Batch Hop-Constrained s-t Simple Path Query Processing in Large Graphs
Long Yuan, Kongzhang Hao, Xuemin Lin, Wenjie Zhang
TL;DR
The paper tackles batch processing of hop-constrained $s$-$t$ simple path queries by introducing HC-s path queries and a two-phase approach to identify dominating substructures and share computations. The proposed BatchEnum framework extends the single-query PathEnum with a clustering-based domination detection and a topologically ordered, cache-enabled enumeration that reuses intermediate results. Empirical evaluations on real-world graphs with billions of edges demonstrate substantial speedups (up to 7.7x average, 6.4x typical) and strong scalability compared to baselines and some K-shortest-path methods.

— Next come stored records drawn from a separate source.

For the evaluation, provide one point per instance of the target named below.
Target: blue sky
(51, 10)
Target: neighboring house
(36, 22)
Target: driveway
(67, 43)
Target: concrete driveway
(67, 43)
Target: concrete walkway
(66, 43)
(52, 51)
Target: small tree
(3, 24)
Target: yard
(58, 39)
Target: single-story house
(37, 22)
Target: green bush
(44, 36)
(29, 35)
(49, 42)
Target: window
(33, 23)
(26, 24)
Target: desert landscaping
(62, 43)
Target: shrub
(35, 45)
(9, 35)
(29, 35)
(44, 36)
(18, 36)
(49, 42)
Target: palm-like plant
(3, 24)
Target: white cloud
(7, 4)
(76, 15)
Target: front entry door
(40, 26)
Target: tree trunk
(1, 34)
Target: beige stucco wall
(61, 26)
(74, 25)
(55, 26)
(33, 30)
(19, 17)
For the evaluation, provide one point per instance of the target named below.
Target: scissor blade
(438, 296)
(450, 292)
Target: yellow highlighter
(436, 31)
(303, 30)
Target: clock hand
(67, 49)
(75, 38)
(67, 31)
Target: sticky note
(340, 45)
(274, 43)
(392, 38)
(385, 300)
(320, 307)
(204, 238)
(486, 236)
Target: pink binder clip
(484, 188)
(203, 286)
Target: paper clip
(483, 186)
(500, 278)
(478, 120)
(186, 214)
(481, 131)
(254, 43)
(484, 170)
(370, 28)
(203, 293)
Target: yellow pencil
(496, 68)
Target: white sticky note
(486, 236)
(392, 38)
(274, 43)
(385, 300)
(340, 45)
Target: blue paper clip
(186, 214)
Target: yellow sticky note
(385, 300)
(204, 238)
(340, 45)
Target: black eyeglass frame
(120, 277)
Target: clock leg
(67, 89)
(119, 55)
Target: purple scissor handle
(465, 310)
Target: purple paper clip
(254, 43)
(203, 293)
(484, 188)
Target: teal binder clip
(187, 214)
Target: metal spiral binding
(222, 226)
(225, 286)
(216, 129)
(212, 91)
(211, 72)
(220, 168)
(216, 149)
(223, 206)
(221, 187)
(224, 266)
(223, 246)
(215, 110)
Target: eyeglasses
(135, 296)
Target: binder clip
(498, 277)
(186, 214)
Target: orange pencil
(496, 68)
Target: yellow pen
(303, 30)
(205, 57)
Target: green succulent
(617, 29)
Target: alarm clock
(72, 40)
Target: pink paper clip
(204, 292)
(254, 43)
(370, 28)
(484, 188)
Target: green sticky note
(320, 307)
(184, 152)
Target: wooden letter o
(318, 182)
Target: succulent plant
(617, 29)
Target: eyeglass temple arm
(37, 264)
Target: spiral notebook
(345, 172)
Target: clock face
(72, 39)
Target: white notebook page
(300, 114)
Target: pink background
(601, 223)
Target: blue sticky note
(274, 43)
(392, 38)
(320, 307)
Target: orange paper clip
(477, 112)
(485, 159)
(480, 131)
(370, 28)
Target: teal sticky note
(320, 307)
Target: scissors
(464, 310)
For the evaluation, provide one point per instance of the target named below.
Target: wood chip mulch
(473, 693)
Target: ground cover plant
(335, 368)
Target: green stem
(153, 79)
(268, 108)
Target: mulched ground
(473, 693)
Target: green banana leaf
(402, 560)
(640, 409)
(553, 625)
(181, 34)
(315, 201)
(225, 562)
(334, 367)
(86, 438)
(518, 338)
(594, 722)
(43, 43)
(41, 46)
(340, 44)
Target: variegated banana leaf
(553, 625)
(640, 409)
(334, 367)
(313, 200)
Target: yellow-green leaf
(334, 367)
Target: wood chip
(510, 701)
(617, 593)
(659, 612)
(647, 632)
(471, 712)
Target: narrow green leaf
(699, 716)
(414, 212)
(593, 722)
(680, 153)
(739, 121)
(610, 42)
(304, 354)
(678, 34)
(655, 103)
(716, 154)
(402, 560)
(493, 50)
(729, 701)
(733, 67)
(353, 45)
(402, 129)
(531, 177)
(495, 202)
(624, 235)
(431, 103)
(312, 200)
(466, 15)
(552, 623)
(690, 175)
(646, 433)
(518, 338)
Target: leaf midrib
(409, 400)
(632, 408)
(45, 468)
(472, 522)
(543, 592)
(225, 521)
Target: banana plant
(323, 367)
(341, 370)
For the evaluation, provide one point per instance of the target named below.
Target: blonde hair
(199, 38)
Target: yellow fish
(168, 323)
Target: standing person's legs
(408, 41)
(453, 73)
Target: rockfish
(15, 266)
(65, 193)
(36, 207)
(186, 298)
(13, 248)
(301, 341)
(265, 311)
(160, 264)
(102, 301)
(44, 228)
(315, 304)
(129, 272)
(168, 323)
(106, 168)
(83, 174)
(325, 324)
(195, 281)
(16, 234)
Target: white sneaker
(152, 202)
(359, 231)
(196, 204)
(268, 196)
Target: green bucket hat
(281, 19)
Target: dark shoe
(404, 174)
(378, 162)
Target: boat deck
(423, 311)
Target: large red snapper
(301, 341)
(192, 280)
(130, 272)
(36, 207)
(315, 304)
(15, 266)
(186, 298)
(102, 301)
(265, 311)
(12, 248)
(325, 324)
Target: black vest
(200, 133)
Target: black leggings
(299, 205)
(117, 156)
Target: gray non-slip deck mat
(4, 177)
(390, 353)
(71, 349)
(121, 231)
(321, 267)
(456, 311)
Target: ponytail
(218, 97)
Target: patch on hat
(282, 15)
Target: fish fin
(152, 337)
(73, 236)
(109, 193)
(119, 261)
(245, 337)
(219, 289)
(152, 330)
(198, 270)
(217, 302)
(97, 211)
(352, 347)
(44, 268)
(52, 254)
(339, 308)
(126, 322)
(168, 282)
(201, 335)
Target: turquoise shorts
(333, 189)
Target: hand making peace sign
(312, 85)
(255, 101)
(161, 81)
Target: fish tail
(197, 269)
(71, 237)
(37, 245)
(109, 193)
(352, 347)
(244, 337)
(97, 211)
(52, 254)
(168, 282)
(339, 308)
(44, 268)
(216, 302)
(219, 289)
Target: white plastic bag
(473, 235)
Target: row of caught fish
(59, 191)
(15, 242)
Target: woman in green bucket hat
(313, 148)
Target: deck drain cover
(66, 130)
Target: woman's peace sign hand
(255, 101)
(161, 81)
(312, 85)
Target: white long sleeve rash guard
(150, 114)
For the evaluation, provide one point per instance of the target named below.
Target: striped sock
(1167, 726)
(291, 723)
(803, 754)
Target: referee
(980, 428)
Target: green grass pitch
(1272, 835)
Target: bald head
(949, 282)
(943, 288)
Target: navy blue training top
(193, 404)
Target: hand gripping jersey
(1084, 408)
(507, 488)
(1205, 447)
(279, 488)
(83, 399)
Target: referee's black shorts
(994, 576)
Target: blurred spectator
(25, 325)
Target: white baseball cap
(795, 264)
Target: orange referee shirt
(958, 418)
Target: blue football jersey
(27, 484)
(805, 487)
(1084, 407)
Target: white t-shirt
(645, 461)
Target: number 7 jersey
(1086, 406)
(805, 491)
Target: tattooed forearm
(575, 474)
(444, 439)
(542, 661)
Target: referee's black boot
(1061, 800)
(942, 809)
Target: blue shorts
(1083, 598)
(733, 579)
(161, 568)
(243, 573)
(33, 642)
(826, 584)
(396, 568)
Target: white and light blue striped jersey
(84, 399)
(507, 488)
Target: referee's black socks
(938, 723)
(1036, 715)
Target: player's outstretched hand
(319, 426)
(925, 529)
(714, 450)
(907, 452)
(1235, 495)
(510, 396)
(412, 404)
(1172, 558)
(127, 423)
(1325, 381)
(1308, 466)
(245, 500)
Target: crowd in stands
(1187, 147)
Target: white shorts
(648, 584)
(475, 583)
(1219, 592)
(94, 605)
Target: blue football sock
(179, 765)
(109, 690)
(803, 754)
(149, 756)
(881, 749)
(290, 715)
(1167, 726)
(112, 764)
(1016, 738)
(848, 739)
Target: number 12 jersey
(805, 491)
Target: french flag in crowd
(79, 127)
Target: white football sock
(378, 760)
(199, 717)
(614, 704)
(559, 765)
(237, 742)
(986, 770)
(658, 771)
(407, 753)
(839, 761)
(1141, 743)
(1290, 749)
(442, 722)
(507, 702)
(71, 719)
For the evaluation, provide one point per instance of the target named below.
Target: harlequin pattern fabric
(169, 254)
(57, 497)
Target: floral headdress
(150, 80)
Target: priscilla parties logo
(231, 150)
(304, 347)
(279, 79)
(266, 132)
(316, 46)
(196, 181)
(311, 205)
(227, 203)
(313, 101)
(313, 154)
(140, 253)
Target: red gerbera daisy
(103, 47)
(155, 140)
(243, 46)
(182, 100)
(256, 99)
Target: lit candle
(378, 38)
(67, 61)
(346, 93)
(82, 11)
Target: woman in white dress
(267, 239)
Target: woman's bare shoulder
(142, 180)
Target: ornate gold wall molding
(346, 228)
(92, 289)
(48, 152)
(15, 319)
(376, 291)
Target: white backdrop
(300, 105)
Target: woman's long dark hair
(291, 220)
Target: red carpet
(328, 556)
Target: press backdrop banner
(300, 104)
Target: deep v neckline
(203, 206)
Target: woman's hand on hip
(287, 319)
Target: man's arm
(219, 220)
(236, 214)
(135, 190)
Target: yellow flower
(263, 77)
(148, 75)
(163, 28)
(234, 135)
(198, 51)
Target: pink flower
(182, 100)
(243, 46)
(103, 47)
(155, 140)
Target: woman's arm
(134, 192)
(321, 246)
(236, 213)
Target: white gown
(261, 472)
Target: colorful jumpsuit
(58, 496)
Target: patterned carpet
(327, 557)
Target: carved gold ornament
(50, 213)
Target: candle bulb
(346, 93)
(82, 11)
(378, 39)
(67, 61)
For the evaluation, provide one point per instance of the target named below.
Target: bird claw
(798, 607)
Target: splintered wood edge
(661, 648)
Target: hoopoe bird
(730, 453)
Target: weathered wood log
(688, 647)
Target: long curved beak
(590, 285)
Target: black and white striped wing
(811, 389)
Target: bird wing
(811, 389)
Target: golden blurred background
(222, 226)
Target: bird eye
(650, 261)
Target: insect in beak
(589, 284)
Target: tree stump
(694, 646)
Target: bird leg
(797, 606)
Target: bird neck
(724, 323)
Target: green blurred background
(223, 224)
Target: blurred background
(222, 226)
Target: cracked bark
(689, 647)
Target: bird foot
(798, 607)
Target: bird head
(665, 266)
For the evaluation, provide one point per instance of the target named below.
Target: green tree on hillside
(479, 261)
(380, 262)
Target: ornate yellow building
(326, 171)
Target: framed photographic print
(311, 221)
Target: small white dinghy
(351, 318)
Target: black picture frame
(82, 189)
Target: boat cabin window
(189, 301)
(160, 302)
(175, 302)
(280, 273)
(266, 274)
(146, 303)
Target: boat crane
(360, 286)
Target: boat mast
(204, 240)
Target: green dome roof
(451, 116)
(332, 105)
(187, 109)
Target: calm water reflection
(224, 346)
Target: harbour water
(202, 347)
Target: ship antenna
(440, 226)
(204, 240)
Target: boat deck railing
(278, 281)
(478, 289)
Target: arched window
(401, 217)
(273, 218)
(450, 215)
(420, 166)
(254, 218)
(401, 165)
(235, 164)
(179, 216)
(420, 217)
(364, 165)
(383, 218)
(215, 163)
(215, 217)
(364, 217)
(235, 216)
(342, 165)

This work enables efficient, scalable batch HC-s-t path query processing, with practical implications for fraud detection, biological pathway analysis, and knowledge graph completion.
Abstract
Hop-constrained s-t simple path (HC-s-t path) enumeration is a fundamental problem in graph analysis. Existing solutions for this problem focus on optimizing the processing performance of a single query. However, in practice, it is more often that multiple HC-s-t path queries are issued simultaneously and processed as a batch. Therefore, we study the problem of batch HC-s-t path query processing in this paper and aim to compute the results of all queries concurrently and efficiently as a batch. To achieve this goal, we first propose the concept of HC-s path query which can precisely characterize the common computation among different queries.We then devise a two-phase HC-s path query detection algorithm to identify the common HC-s path queries for the given HC-s-t path queries. Based on the detected HC-s path queries, we further devise an efficient HC-s-t path enumeration algorithm in which the common computation represented by HC-s path queries are effectively shared. We conduct extensive experiments on real-world graphs and the experimental results demonstrate that our proposed algorithm is efficient and scalable regarding processing multiple HC-s-t path queries in large graphs at billion-scale.